Talk about collaboration, that was the official theme for Monday’s annual chalk art event at the Vancouver School of Arts and Academics.
Eighth-grader Tala Karmy-Jones, born to Canadian parents, wasn’t sure how many stars and stripes should grace her large American flag.
Better yet, someone showed her how to use a paint brush to smear a few strong chalk strokes into a solid sheet of color. A huge time savings, after she’d drawn a large patch of blue sky using a mega-chalk stick the size of an aerosol can.
“It’s fun,” said Tala, 14, who concedes she’s a bit obsessive-compulsive. “So, I have to have everything colored in, and it’s taking forever,” she said.
Actually, the biggest assist came from Mother Nature.
Despite some gloomy clouds, the day stayed dry. That’s a far cry from three postponements and cancellation a year ago. Or the June 2009 downpour that washed away hours of students’ effort just prior to completion.
“That was kind of sad. They got to understand what temporary art is,” said Michael Carr, VSAA humanities teacher, who introduced the chalk exercise five years ago after seeing its power in Europe.
No such troubles this time, as more than 40 students at the grades 6-12 school colored in large squares on the school’s concrete courtyard.
Inside six hours, they brought to life detailed sketches they’d drawn, incorporating written poetry for deeper meaning. Normally restricted to Literary Art class students, the event was opened to a broader group this year. That included several students skunked by the near-ceaseless rains of 2010.

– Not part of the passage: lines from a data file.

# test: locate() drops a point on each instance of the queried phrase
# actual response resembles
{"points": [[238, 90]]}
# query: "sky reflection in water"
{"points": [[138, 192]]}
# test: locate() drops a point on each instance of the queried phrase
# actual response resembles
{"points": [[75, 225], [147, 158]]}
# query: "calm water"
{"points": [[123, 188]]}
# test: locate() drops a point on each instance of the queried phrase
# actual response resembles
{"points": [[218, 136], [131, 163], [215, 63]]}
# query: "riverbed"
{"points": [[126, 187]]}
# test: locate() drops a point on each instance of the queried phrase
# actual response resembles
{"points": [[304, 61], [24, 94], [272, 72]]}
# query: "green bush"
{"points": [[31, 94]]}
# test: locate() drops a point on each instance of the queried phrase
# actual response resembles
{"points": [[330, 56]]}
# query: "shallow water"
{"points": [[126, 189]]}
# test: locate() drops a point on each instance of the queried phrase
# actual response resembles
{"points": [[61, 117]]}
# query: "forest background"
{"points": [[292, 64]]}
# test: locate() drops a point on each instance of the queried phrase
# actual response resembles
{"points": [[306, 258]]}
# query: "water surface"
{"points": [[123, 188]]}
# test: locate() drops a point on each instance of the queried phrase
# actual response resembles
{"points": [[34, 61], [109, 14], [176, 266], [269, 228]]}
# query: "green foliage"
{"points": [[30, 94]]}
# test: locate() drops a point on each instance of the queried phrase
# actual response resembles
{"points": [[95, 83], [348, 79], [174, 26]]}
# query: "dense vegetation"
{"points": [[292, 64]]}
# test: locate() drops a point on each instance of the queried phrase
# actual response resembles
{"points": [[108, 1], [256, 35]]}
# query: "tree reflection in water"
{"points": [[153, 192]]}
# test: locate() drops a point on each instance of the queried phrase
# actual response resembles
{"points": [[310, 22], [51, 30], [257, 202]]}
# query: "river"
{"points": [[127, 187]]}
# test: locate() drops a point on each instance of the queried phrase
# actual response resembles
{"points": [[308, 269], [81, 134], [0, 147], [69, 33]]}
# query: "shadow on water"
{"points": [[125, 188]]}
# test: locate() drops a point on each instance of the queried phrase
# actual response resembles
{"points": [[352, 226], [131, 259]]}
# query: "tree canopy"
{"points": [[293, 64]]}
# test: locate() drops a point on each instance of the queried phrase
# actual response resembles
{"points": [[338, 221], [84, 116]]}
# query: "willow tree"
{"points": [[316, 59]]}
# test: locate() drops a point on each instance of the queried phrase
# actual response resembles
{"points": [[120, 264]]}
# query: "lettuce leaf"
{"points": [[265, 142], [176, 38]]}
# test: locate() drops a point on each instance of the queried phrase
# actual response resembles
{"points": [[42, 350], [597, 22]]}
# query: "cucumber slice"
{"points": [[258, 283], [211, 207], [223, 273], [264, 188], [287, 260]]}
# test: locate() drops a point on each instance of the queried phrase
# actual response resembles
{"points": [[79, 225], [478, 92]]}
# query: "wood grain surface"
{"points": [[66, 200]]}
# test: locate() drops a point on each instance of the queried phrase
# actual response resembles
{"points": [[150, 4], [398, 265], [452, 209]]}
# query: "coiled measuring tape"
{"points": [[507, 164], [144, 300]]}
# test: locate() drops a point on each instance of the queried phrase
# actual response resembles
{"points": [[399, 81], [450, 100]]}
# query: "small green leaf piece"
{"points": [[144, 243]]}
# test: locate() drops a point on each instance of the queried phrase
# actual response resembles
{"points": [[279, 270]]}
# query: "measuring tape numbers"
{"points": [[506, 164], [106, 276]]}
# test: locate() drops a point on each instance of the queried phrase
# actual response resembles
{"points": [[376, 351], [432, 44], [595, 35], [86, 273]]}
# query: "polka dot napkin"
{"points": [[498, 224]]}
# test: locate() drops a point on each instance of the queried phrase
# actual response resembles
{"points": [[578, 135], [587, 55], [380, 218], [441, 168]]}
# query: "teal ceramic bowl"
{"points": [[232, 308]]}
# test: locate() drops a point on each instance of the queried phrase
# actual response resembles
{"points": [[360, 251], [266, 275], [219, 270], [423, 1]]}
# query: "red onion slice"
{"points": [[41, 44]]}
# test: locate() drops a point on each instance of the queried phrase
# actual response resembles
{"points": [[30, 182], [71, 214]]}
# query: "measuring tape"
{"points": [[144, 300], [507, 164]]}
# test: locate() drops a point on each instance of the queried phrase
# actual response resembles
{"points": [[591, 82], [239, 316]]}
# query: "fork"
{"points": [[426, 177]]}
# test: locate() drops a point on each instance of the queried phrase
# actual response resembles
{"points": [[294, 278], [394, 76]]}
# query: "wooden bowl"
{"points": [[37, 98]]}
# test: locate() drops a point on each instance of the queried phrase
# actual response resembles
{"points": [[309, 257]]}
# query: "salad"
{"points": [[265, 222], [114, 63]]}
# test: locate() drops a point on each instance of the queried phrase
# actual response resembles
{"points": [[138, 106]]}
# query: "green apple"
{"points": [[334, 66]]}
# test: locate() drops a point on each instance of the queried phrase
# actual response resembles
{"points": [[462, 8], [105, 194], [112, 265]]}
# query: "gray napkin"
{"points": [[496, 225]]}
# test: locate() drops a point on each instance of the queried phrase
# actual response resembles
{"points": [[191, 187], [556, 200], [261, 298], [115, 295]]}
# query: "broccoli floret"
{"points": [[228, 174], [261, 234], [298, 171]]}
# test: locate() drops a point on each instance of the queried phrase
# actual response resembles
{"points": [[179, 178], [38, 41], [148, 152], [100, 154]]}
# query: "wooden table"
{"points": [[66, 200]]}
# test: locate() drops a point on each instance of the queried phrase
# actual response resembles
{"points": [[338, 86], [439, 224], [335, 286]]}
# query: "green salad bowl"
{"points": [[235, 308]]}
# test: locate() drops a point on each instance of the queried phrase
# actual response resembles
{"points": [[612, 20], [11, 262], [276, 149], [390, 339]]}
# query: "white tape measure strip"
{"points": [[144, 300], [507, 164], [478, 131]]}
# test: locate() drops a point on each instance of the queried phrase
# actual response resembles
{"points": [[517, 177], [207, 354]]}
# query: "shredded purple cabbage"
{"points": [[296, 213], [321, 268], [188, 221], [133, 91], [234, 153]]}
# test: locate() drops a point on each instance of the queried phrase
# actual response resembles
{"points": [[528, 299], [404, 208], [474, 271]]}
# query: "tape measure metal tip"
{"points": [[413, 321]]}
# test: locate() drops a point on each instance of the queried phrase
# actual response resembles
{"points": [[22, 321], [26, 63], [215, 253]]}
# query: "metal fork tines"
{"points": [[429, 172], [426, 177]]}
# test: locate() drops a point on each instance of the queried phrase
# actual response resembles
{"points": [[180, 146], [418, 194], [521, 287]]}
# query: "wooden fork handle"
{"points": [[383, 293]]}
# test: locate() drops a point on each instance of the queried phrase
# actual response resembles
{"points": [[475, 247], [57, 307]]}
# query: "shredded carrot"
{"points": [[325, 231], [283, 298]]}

Haylie Bolte, 14, an eighth-grader, was glad for a second try. Though like others, she found the task of reproducing a clever sketch on a large concrete panel, more than 10 feet square, a bit taxing.

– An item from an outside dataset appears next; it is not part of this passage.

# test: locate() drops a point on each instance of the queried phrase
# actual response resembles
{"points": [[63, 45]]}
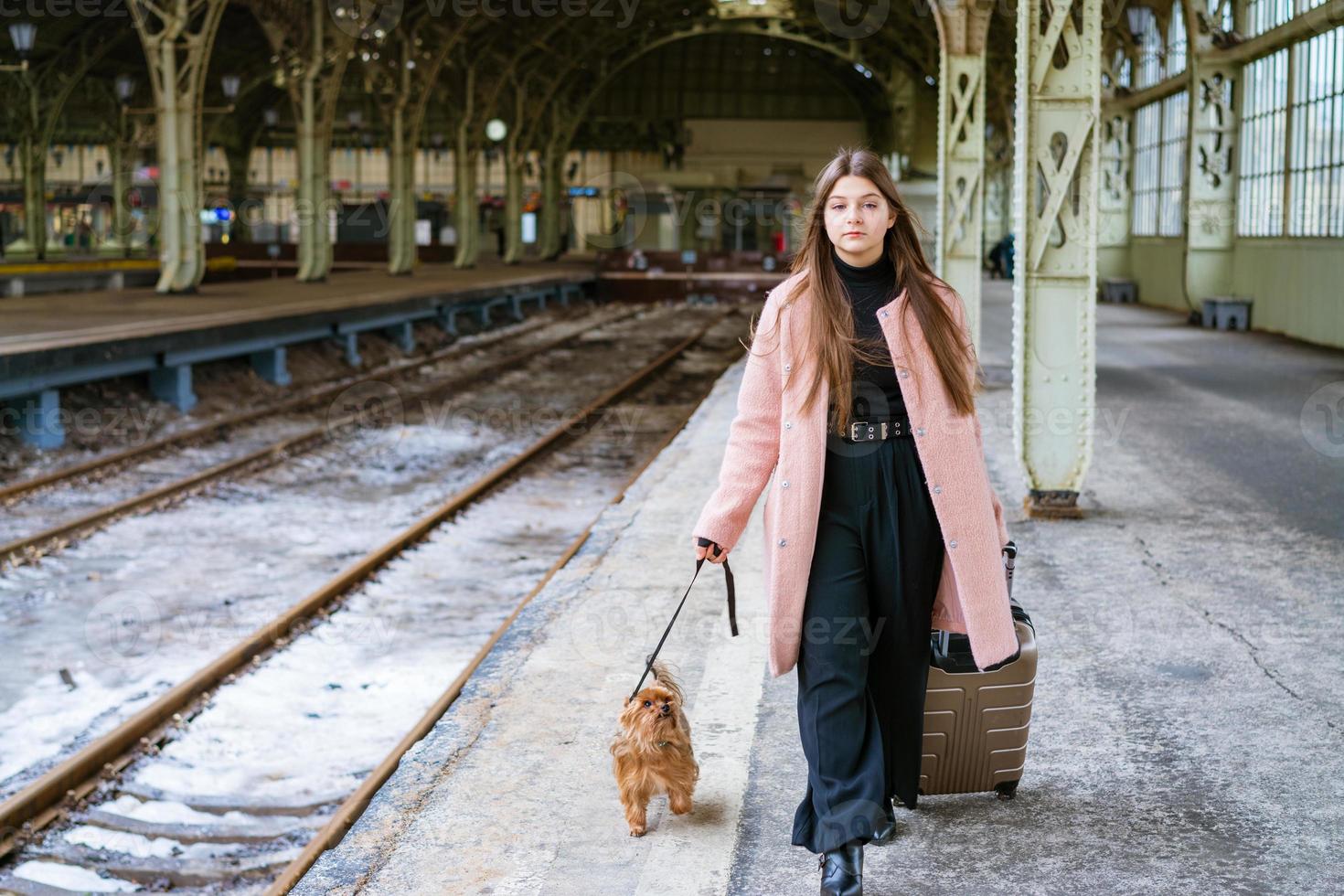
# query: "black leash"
{"points": [[732, 613]]}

“Yeah, when you do a smaller drawing, it’s a lot easier,” Haylie said, giving Tala some moral support.
The chalk colors were bright; the emotions and meanings, more nuanced.

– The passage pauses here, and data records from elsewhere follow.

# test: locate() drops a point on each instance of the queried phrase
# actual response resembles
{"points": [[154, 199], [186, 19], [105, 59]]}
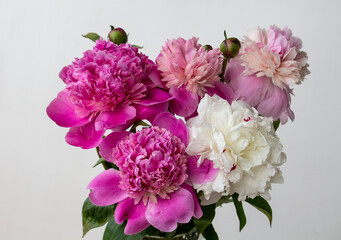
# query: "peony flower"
{"points": [[269, 64], [189, 71], [150, 187], [110, 87], [236, 151]]}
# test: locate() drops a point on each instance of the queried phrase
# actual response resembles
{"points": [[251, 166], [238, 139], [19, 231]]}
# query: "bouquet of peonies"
{"points": [[183, 135]]}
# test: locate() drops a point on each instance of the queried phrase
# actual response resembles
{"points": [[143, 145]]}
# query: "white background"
{"points": [[43, 180]]}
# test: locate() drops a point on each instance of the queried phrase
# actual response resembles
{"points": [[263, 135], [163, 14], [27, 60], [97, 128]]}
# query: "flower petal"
{"points": [[62, 111], [176, 126], [105, 188], [135, 213], [197, 209], [150, 112], [155, 96], [154, 76], [85, 136], [166, 213], [202, 174], [109, 142], [185, 103], [221, 89], [108, 120]]}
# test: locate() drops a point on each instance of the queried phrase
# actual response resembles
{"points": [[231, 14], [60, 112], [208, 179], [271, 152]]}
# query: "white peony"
{"points": [[242, 146]]}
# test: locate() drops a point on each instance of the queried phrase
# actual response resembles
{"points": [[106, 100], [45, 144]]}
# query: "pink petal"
{"points": [[155, 96], [185, 103], [154, 76], [202, 174], [166, 213], [150, 112], [176, 126], [248, 88], [85, 136], [105, 188], [109, 142], [108, 120], [197, 209], [135, 213], [62, 111]]}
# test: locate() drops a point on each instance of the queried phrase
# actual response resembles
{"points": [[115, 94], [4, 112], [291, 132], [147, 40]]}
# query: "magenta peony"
{"points": [[189, 71], [268, 65], [150, 186], [110, 87]]}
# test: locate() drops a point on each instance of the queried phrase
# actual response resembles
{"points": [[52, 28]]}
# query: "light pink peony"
{"points": [[110, 87], [150, 186], [189, 72], [268, 65]]}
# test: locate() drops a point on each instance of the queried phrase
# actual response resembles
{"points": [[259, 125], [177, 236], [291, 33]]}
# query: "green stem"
{"points": [[226, 60]]}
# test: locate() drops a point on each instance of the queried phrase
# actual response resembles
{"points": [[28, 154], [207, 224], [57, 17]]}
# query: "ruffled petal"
{"points": [[176, 126], [150, 112], [166, 213], [185, 103], [221, 89], [135, 213], [109, 142], [155, 96], [105, 188], [108, 120], [154, 76], [197, 209], [62, 111], [85, 136], [202, 174]]}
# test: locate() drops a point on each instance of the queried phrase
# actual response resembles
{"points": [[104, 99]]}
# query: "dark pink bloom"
{"points": [[151, 186], [189, 71], [110, 87]]}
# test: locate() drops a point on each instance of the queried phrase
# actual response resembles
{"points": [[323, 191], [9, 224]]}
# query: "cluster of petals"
{"points": [[189, 71], [151, 186], [270, 62], [236, 151], [110, 87]]}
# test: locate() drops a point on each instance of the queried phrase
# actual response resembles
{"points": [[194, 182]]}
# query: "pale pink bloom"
{"points": [[151, 186], [275, 54], [187, 63], [270, 62]]}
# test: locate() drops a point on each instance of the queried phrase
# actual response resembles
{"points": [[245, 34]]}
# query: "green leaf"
{"points": [[240, 211], [94, 216], [262, 205], [115, 231], [276, 124], [210, 233], [224, 199], [92, 36], [206, 219]]}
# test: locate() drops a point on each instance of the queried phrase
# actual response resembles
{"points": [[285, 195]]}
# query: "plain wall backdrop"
{"points": [[43, 180]]}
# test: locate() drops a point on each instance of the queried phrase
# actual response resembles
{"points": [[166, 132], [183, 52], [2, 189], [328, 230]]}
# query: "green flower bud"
{"points": [[118, 36], [230, 47], [208, 47]]}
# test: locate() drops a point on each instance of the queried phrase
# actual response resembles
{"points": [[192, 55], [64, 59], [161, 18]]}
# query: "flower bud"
{"points": [[230, 47], [208, 47], [118, 36]]}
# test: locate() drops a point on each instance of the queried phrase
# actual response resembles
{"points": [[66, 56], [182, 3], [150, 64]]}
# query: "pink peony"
{"points": [[150, 187], [189, 72], [268, 65], [110, 87]]}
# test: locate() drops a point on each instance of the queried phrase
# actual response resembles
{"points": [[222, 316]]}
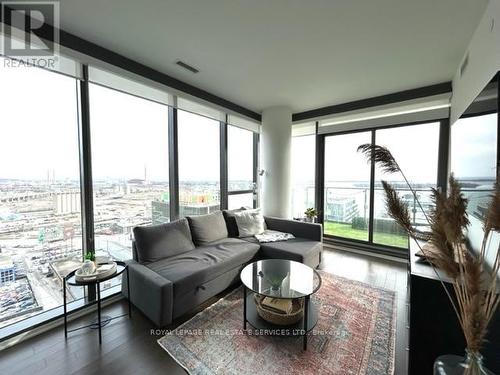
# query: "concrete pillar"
{"points": [[275, 146]]}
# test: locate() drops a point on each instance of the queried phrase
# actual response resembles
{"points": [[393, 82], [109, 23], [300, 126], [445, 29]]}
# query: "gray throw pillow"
{"points": [[232, 227], [208, 228], [155, 242], [250, 222]]}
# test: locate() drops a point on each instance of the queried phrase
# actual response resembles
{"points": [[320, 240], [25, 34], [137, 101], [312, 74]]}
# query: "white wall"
{"points": [[275, 146], [483, 61]]}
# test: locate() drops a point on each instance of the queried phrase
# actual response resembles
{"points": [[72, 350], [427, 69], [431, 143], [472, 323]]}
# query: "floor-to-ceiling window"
{"points": [[130, 170], [240, 159], [474, 158], [474, 163], [350, 184], [303, 173], [347, 187], [199, 164], [415, 149], [40, 225]]}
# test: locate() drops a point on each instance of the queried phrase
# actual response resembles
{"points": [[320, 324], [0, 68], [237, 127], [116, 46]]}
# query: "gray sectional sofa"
{"points": [[177, 266]]}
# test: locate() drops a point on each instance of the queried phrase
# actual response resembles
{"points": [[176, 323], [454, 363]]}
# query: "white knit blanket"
{"points": [[273, 236]]}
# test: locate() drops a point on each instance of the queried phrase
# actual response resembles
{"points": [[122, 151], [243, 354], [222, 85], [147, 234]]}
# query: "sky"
{"points": [[474, 147], [39, 132]]}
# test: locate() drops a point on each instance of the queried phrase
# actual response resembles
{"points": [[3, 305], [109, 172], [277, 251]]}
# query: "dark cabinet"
{"points": [[434, 328]]}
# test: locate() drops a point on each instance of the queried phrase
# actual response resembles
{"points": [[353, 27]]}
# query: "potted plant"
{"points": [[311, 214], [474, 295]]}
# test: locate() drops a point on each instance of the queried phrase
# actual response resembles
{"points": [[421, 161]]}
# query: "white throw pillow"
{"points": [[250, 222]]}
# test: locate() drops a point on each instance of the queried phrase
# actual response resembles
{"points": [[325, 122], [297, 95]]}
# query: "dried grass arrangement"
{"points": [[475, 293]]}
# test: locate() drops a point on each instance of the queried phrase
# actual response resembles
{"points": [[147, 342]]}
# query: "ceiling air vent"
{"points": [[182, 64]]}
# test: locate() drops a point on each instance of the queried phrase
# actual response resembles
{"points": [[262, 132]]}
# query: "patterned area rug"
{"points": [[355, 334]]}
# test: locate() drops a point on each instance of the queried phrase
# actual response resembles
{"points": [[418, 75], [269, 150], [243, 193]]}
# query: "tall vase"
{"points": [[470, 364]]}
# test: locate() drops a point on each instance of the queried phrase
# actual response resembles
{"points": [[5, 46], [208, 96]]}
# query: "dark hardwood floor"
{"points": [[130, 347]]}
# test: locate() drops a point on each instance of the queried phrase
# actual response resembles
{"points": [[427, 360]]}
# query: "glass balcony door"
{"points": [[354, 201], [347, 187]]}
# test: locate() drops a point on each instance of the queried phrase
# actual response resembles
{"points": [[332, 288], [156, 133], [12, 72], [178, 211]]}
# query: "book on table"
{"points": [[279, 305]]}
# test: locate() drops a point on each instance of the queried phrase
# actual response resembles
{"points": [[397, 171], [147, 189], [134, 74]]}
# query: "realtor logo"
{"points": [[30, 31]]}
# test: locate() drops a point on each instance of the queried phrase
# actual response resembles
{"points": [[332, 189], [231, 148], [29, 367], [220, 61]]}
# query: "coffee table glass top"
{"points": [[281, 278]]}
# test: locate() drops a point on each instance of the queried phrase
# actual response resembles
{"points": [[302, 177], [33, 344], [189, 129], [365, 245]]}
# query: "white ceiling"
{"points": [[301, 53]]}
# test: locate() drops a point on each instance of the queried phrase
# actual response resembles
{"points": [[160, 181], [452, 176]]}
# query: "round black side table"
{"points": [[70, 279]]}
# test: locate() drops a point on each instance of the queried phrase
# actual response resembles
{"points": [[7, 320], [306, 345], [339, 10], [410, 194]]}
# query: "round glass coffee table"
{"points": [[280, 278]]}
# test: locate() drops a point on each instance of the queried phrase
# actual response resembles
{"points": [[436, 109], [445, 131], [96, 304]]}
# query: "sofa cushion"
{"points": [[207, 228], [298, 249], [155, 242], [232, 227], [191, 270]]}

Tala’s patriotic square was based on a striking photograph of a toddler atop his father’s shoulders, kissing a name on the Vietnam Veterans Memorial wall in Washington, D.C.
Haylie used large footprints to represent “a guy who leaves the mainstream” to carve his unique life journey, she said.
Emme Shoup, a sixth-grader, outlined leaves on a tree of knowledge that sprung from a pencil shaft.
Her written text spelled out: “This pencil is a tree. Its leaves are ideas. Write now. Here lies your future.”
Some old skating kneepads eased her task of portraying the power of good decisions.
“I was really excited to try chalk art. It’s a whole new element,” said Emme, 11. “I’ve gotten a lot of chances here (at VSAA)” to branch out, she said.
Overseeing the affair — as was an upstairs mounted camera, to capture the work in time-lapse style — was Haily Heath, whose junior project was organizing and chronicling the entire day.
For an encore in 2012, she’d like to take it all to the streets: a prominent, accessible site such as Esther Short Park or outside Vancouver’s new downtown City Hall.
“The point of this is that it was to be shared with the community, and it never really has been,” Haily said.
The 17-year-old was perfectly happy to stage and manage, rather than sketch. “I don’t have the patience to sit there” for hours to complete the short-lived creations, she said, admiringly.